An ice cream tart with a potato chip, pretzel, and cracker crust inspired by Neil Gaiman’s American Gods, part two (tart two!) of a two-pie special!
You can read about my old gods pie, a beet and pork pasty, over here.
When my sister was in high school she used to make these outrageous baked goods, lining glassware baking pans with store bought cookie dough, plopping a layer of Oreos on top, and then covering it in brownie batter. Her junk food Frankenstein monsters were a huge hit at pep rallies and bake sales, but there was always an element of fear and awe, the quiet knowledge that these things were probably killing you softly. For the second half of my American Gods pie I followed her lead and created something I’ve been casually referring to as “Trash Tart” for the past few weeks.
As mentioned in my previous post, the book follows a recently-released convict, Shadow, as he gets wrapped up in a supernatural war between the gods of myth and legend and the new gods taking hold in America. These new gods include the likes of Media, a picture perfect housewife character with a little bit of a dirty side and a fat, pimply internet kid with a few glitches. While the old gods can be proud and wrathful (if you want to characterize fallibility through deadly sins), these new ones fall more towards the likes of gluttony and greed.
Notes From The Piebrary:
Perhaps it’s because Shadow gets roped onto the old gods’ side, but I always feel like it’s more difficult to sympathize with the new gods, although there’s ultimately no real difference between any of them. Perhaps it’s their naive supremacy and their patronizing smugness, things all the old gods are guilty of too, but somehow the amount of shit they’ve had to put up with over thousands of years makes it okay. The new gods strike me as cheap and dirty, they come faster and harder and shorter-lived than the old gods. There is a point where we see the god of the railroads, already obsolete, and I can’t help but think that it must be tough to be People magazine equivalent of a belief system. You’re only the top until the next new thing comes along, and while I think this is also true for the old gods, the rate of succession was so much slower that it gave them time to settle into myth and legend rather than just fizzling out.
Parsing This Pie:
Junk food, fast food, the quick and greasy killers, the easy fix for dinner, that wholesome all-American meal that comes with apple slices and a toy. That shit your teenagers are shoveling in their mouths while popping Nazis in Call of Duty, leaving electric orange finger prints on your couch cushions. How’m I doin’ here? Do you feel nauseous yet?

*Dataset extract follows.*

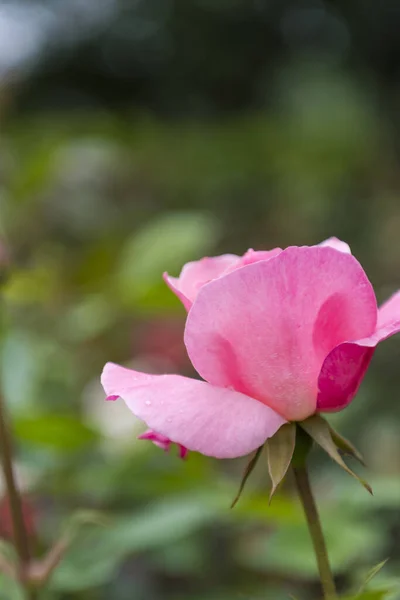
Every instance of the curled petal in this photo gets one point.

Here’s something gross: you can buy all the ingredients for this tart at a truck stop (or if you’re like me your corner bodega) and you can make it with just a microwave and a freezer. I wanted to play on the idea of convenience, that fifties housewife throw-it-in-a-jello-mold mentality so you can show up to your next backyard barbecue or holiday potluck with this bad boy and have people ooh and aah over something that you essentially vomited into a tart pan. It’s salty, it’s sweet, it’s crunchy, it’s smooth; it’s got all those scientifically-proven texture qualities and flavor cues that get you addicted to this MSG-laden shit.
That said, be real, how badly do you still wanna taste this bitch?
-1/3 cup Ritz cracker crumbs
-1/3 cup potato chip crumbs (I used Pringles)
-1/3 cup pretzel crumbs
-3/4 cup milk chocolate (I used chips)
-2 tbs butter
-1 pint vanilla ice cream
-2-3 tbs peanut butter
-1 tbs butter
-Pretzels for garnish
This couldn’t be more simple. Loosely crush up the Ritz, potato chips, and pretzels, melt the butter and chocolate together, and mix everything together until everything is coated. (I coated everything in a bit of butter before adding the chocolate and pre-toasted for 10 min at 350 degrees the way you would a graham cracker crust, but I don’t really think it’s necessary.) Press it gently into the bottom of the tart pan and freeze. Once everything has hardened up, take your pint of ice cream out of the freezer to soften. When it’s good and mushy, push it around on top of the crust. Like you’re icing a giant cookie. Put it back in the freezer. Once it’s good and set you can melt some peanut butter (with the aid of another tablespoon of butter) for drizzle, because no junk food creation is complete without peanut butter, and add pretzels for garnish.
Enjoy in the laughing-just-a-bit-too-loud company of others or in the dark, with your glassy eyes lit only by the blue glow of the television.